Dualgap

Other

Use DualGap for dual-domain research gap analysis: turn two paper collections, PDF folders, arXiv downloads, or research directions into reviewer-checked literature notes, direction-level syntheses, cross-domain comparison, research-gap analysis, and ranked improvement ideas. Use this skill when the user wants critical multi-paper research planning grounded in PDF evidence rather than generic summaries.

Install

openclaw skills install dualgap

DualGap

DualGap performs dual-domain research gap analysis over two PDF corpora. It produces per-paper notes, independent quality reviews, direction-level syntheses, cross-domain comparison, research gaps, ranked improvement ideas, and validation reports.

When To Use

Use this skill when the user wants to:

  • compare two research directions from PDF folders
  • turn arXiv downloads or paper collections into critical literature notes
  • identify research gaps and ranked follow-up ideas
  • produce reviewer-checked outputs grounded in PDF evidence

Do not use it for single-paper summarization, casual bibliography formatting, or tasks that do not need LLM-based literature analysis.

Required Inputs

Collect these before running the workflow:

  • Direction A PDF directory
  • Direction A name
  • Direction B PDF directory
  • Direction B name
  • Output directory
  • Research agenda, priorities, and exclusions
  • LLM API access through either:
    • --env-file plus --env-prefix, such as QWEN_API_KEY, QWEN_BASE_URL, QWEN_MODEL
    • --config JSON with base_url, api_key, and model
    • already-set environment variables

Never ask the user to paste a real API key into generated notes, logs, examples, or committed files.

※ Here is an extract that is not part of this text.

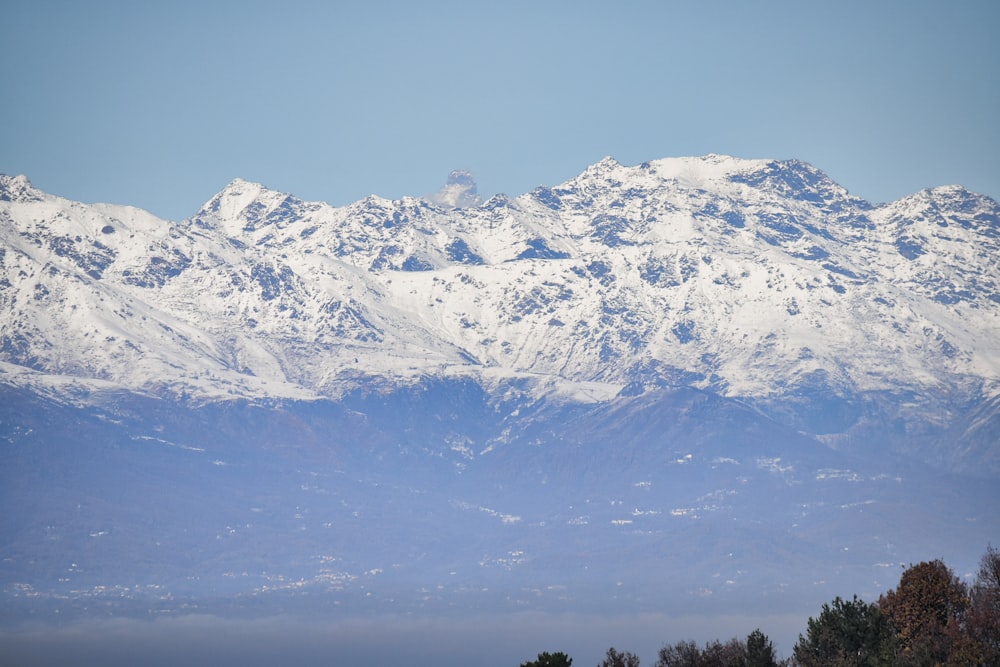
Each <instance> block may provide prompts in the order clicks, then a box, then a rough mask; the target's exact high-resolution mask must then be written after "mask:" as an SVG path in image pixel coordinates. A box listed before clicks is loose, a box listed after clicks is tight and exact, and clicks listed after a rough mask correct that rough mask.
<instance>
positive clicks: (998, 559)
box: [969, 545, 1000, 665]
mask: <svg viewBox="0 0 1000 667" xmlns="http://www.w3.org/2000/svg"><path fill="white" fill-rule="evenodd" d="M970 598H971V610H970V612H971V613H970V615H969V633H970V634H971V635H972V637H973V639H975V641H976V642H977V643H978V644H979V646H980V647H981V651H982V655H981V656H980V657H981V660H982V664H984V665H1000V551H997V549H995V548H994V547H993V545H990V546H988V547H987V548H986V553H985V554H983V557H982V559H981V560H980V561H979V572H978V574H977V575H976V581H975V582H974V583H973V584H972V591H971V595H970Z"/></svg>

Prefer a local env file outside output directories.

Agent Workflow

  1. Parse the user's two PDF directories, direction names, output directory, API configuration, and agenda.
  2. Check that both PDF directories exist and contain PDFs.
  3. If API configuration is missing, ask for an env file path, config file path, or existing environment-variable prefix before running.
  4. Install dependencies if needed with python -m pip install -r requirements.txt.
  5. Run scripts/run_literature_workflow.py from this skill directory.
  6. Run scripts/validate_outputs.py <out-dir>.
  7. Inspect the audit report and at least a small sample of generated notes.
  8. Summarize output paths, validation status, failed notes if any, and the most useful synthesis files.

Prompt Invocation Example

Use $dualgap.

LLM API env file:
<workspace>\config\qwen.env

Env prefix:
QWEN

Direction A PDF directory:
<workspace>\papers\direction_a

Direction A name:
Graph Neural Networks

Direction B PDF directory:
<workspace>\papers\direction_b

Direction B name:
Federated Learning

Output directory:
<workspace>\outputs\dualgap

Agenda:
Find concrete research gaps at the intersection of both directions. Prioritize performance, scalability, communication cost, model quality, and realistic validation plans. Do not focus mainly on privacy, fairness, or poisoning.

Recommended Command

python scripts\run_literature_workflow.py `
  --dir-a <workspace>\papers\direction_a `
  --dir-b <workspace>\papers\direction_b `
  --name-a "Direction A" `
  --name-b "Direction B" `
  --out <workspace>\outputs\dualgap `
  --env-file <workspace>\config\qwen.env `
  --env-prefix QWEN `
  --agenda "Prioritize concrete cross-domain research gaps, mechanisms, validation plans, costs, scalability, and unrealistic assumptions." `
  --batch-size 10 `
  --api-retries 5 `
  --api-timeout 180

For a cheap smoke test, add:

--limit-a 1 --limit-b 1 --batch-size 1

Then validate:

python scripts\validate_outputs.py <workspace>\outputs\dualgap

Output Contract

The workflow writes:

out/
  extracted_texts/
  notes/
  reviews/
  synthesis_reviews/
  raw/
  syntheses/
    direction_a_synthesis.md
    direction_b_synthesis.md
    cross_direction_analysis.md
    research_gaps.md
    improvement_ideas_ranked.md
  audit_report.md
  workflow_manifest.json

Quality Rules

  • Notes must be critical, paper-specific, and grounded in extracted PDF evidence.
  • Every note needs an independent reviewer pass record.
  • Failed notes are rewritten once using reviewer feedback.
  • Synthesis files also receive independent review.
  • Research gaps must explain why adjacent papers do not already solve the gap.
  • Separate author evidence, model inference, and uncertain hypotheses.
  • If notes truncate, rerun with a larger --max-tokens value.

For detailed schemas and review criteria, load references/note_schema.md only when needed. For validation details, load references/validation_protocol.md.

Validation

Use:

python scripts\self_validate_skill.py

This checks skill metadata, Python compilation, eval schema, simulated output validation, and accidental key-leak patterns.